17.Bölüm《Özgürlük》

2.2K 197 37
                                    

Keyifli okumalar☺☺

Sevgisizlik miydi bizleri bu hale getiren yoksa kaderin bize bir taraflarıyla gülmesi mi.Artık sebebi her neyse bıraksa iyi olacaktı.Çünkü bende artık hayatıma dahil olan şeyleri sığdıracak yer kalmamıştı.

Ne kadar burada mutluyum desem de nezarethanenin duvarları üstüme üstüme geliyordu sürekli.Savaşları göndereli neredeyse iki saat olmuşken öylece boş tavanla bakışıyorduk.Oturacağa uzanmış elim başımın altında öylece tavanı seyrediyordum.Bundan sonra ne olacaktı hiç bir fikrim yoktu ama buradan çıkmam gerektiğini kendime bas bas bağırıyordum.Ne kadar burada kafamı dinlesem de üstüme gelen duvarlar bende nefes alma yeri bırakmıyorlardı.

Yaklaşan adım sesleri kulağıma çalınırken kıpırdamadan öylece yatmaya devam ettim.Kim geldiyse beni buradan çıkarmayacaksa umurumda değildi.Olduğum hücrenin kilidinin açılma sesi soğuk duvarlara çarparken tek gözümü merakla açıp gelene baktım.Polis olmadığını biliyordum.Eğer polis gelseydi kendinden önce sesi gelirdi çünkü.

Görüş alanıma giren suratla rahatsız olurken sakin olmaya çalıştım.Karşıma çıkacağını biliyordum sadece ne zaman çıkacağını tahmin edemiyordum.Bu kadar erken buraya gelmesi hangi yüzlerinden biriydi acaba.

Açık olan gözümü tekrar kapatıp dudağımın kenarını kıvırdım. Zevkten uzak bir kıvrılmaydı bu.Adım sesleri baş ucuma kadar gelirken tepkisiz kalmaya gayret ettim.Yüzümde hissedebildiğim bakışları rahatça yatmama izin vermiyordu bir türlü.

"Kızılım.."

Alçak sesi hüzün barındırırken burukça gülümsedim.Yine kızılım demişti.Ama bu sefer benden bir karşılık bulamayacaktı işte.

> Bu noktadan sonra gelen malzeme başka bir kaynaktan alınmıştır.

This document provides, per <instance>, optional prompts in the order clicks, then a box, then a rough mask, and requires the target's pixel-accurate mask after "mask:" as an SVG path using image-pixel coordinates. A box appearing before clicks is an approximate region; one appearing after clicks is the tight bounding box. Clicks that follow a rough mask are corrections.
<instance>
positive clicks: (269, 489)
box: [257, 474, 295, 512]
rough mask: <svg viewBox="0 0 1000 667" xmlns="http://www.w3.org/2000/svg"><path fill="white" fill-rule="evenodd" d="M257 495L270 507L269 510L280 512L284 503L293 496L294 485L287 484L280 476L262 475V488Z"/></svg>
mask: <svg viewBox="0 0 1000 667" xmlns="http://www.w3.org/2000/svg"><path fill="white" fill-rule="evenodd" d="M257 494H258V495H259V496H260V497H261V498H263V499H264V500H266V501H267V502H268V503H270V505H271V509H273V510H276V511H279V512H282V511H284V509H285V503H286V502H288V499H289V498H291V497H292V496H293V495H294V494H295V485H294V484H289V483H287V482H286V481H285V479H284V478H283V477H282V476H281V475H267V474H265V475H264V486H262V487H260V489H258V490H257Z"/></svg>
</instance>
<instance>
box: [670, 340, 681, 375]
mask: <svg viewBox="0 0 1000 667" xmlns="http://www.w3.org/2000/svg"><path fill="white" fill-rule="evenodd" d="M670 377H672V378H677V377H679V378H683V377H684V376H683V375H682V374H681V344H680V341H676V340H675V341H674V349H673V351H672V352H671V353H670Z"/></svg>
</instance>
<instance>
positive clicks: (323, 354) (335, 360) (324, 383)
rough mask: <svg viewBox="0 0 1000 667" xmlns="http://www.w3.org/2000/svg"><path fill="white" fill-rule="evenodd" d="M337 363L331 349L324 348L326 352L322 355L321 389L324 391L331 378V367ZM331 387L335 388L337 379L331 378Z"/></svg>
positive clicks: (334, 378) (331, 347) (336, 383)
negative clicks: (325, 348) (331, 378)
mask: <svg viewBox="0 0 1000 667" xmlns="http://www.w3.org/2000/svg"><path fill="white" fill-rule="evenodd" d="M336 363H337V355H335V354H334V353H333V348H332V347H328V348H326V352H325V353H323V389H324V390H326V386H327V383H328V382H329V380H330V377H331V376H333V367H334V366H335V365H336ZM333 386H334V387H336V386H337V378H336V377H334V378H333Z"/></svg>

"Buğlem kardeşim yapma böyle"

Dediklerine hayret ederken "Kim kime ne yapmış tartışmayalım istersen.Hem senin kardeşin iki saat önce gitti!!"dedim.

Bir süre sustuğunu hissetsem de elini yüzüme değdirmesiyle kapalı olan gözlerim sinirle açıldı.Elini yüzümden sertçe ittirip ayağa kalktım.Bu kadarı da fazlaydı.Kendinde bunu yapacak hak hala nasıl bulmuştu anlayamıyordum.Öfkeyle yüzüne bakarken gözlerimin önüne gelen saçlarımı umursamamaya çalıştım.Gözleri pişmanlıkla kapanıp derin nefes alırken ellerini yumruk yapmış sıkıyordu.

"Bak.."

Yüksek sesle konuştuğunda ona sinirli bakışlarımı gönderdim sadece.Bir şey demeyeceğimi anladığında diyeceği şeye devam etti.

"Bilmediğin şeyler var Buğlem"

Sinirle gülerken kafamı salladım.Kesin öyleydi!!.

"Beni harcayacak kadar önemli olan şey neymiş peki Doğu!"

"Önce oturalım mı?"

Eliyle oturacakları gösterdiğinde oturup oturmama arasında gidip geldim.Diyeceklerini merak ediyordum.Ne deyip de yaptıklarının üstünü kapatacak diye bekliyordum.Adımlarım tereddütle ilerleyip yanına oturdu.Yüzümü kaşındıran saçı elimle arkaya verip beceriksizce toplamaya çalıştım.

"Anlatacaklarım belki senin sinirini dindirmeyecek ama benimde kendime göre sıkıntılarım var."

Başımı devam et dercesine salladığımda elini saçlarına daldırıp sıkıntıyla karıştırdı.Kıvırcık saçları dağınık bir hal aldığında içimdeki o küçücük yerde özlem meydana geldi.Kıvırcık saçlarını ellerimle dağıtmaya bayılırdım.Şimdi ise ona yakın gibi gözüksem de en uzak olan kişiydim.